Jonas: prós e contras
1 Jonas rejeitou uma proposta de mihões da China e, salvo qualquer oferta irrecusável que entretanto surja – o defeso ainda nem sequer vai a meio... –, permanecerá mesmo no Benfica. A continuidade do brasileiro na Luz encerra, contudo, prós e contras. Ficar no plantel com aquele que foi, na época passada, o jogador mais valioso e de maior classe da equipa constitui, sem dúvida, um motivo de regozijo para sócios e adeptos. Só que os primeiros sinais do Benfica 2015/16 levam-nos a suspeitar da criação de um novo modelo de jogo, que não o 4x4x2 ou o 4x1x3x2, utilizados por Jorge Jesus nos últimos seis anos, e a que Jonas, na última época, tão bem se adaptou.
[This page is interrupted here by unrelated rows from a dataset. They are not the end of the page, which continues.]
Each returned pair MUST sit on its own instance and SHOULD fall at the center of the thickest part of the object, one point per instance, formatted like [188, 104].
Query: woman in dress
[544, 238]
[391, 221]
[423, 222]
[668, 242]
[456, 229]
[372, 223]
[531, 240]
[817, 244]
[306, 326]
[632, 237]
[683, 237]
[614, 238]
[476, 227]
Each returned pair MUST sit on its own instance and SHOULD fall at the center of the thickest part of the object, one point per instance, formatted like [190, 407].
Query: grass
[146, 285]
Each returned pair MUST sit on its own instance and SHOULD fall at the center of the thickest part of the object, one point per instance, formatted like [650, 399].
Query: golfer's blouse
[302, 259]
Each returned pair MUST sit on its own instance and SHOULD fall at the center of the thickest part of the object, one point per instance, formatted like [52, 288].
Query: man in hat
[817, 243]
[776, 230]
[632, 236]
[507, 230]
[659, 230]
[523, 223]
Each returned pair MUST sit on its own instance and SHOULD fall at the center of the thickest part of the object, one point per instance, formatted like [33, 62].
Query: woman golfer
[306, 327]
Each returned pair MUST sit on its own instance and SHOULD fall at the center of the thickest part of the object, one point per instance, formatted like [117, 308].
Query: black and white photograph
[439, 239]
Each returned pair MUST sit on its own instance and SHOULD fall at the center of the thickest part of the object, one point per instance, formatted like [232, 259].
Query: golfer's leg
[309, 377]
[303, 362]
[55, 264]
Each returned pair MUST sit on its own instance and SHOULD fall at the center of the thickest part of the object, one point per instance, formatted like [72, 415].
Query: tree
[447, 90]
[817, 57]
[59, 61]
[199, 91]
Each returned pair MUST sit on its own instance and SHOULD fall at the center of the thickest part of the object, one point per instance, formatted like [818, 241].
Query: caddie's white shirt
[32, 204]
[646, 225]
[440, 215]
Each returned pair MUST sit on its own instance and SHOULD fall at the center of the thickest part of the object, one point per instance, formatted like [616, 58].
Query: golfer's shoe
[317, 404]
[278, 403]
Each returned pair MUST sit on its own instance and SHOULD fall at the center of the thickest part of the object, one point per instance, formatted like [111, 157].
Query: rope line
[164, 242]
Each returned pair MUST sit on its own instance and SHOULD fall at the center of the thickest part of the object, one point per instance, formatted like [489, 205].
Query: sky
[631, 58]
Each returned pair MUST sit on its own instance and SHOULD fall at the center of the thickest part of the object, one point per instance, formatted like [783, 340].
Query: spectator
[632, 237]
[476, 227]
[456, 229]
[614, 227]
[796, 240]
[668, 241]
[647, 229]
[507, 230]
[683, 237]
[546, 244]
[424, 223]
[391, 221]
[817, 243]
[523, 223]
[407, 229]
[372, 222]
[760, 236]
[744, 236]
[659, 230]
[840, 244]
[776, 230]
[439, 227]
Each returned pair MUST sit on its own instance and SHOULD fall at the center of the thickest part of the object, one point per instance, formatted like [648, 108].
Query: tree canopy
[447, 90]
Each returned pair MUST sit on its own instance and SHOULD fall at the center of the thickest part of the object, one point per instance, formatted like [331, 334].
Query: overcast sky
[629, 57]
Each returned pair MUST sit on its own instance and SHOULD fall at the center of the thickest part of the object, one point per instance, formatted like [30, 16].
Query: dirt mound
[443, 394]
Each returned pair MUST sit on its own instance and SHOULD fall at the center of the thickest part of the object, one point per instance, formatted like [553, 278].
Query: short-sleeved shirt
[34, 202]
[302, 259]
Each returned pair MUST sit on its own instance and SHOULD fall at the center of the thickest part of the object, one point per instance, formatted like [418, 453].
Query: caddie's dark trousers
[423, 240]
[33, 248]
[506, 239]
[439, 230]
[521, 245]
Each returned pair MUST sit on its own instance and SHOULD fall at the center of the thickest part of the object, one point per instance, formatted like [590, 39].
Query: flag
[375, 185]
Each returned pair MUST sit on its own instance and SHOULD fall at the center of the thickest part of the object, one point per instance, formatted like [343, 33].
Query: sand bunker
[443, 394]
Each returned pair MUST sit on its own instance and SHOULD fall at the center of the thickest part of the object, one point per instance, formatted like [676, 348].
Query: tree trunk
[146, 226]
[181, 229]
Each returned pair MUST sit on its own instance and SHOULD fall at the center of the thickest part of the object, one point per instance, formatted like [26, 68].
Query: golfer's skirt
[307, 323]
A contratação de jogadores capazes de desempenhar funções de n.º10 e a permanência/regresso de outros de características semelhantes fazem pensar que Rui Vitória pretende utilizar um único ponta-de-lança no onze. Assim sendo, está criado um problema ou pelo menos parte dele. Jonas tem obviamente, pelas características que reúne, muito mais apetência para atuar com um avançado ao lado, do que sozinho na área contrária ou a recuar em demasia para organizar o jogo a meio-campo. Neste contexto, Jonas pode ficar, mas correndo o risco de ser subaproveitado.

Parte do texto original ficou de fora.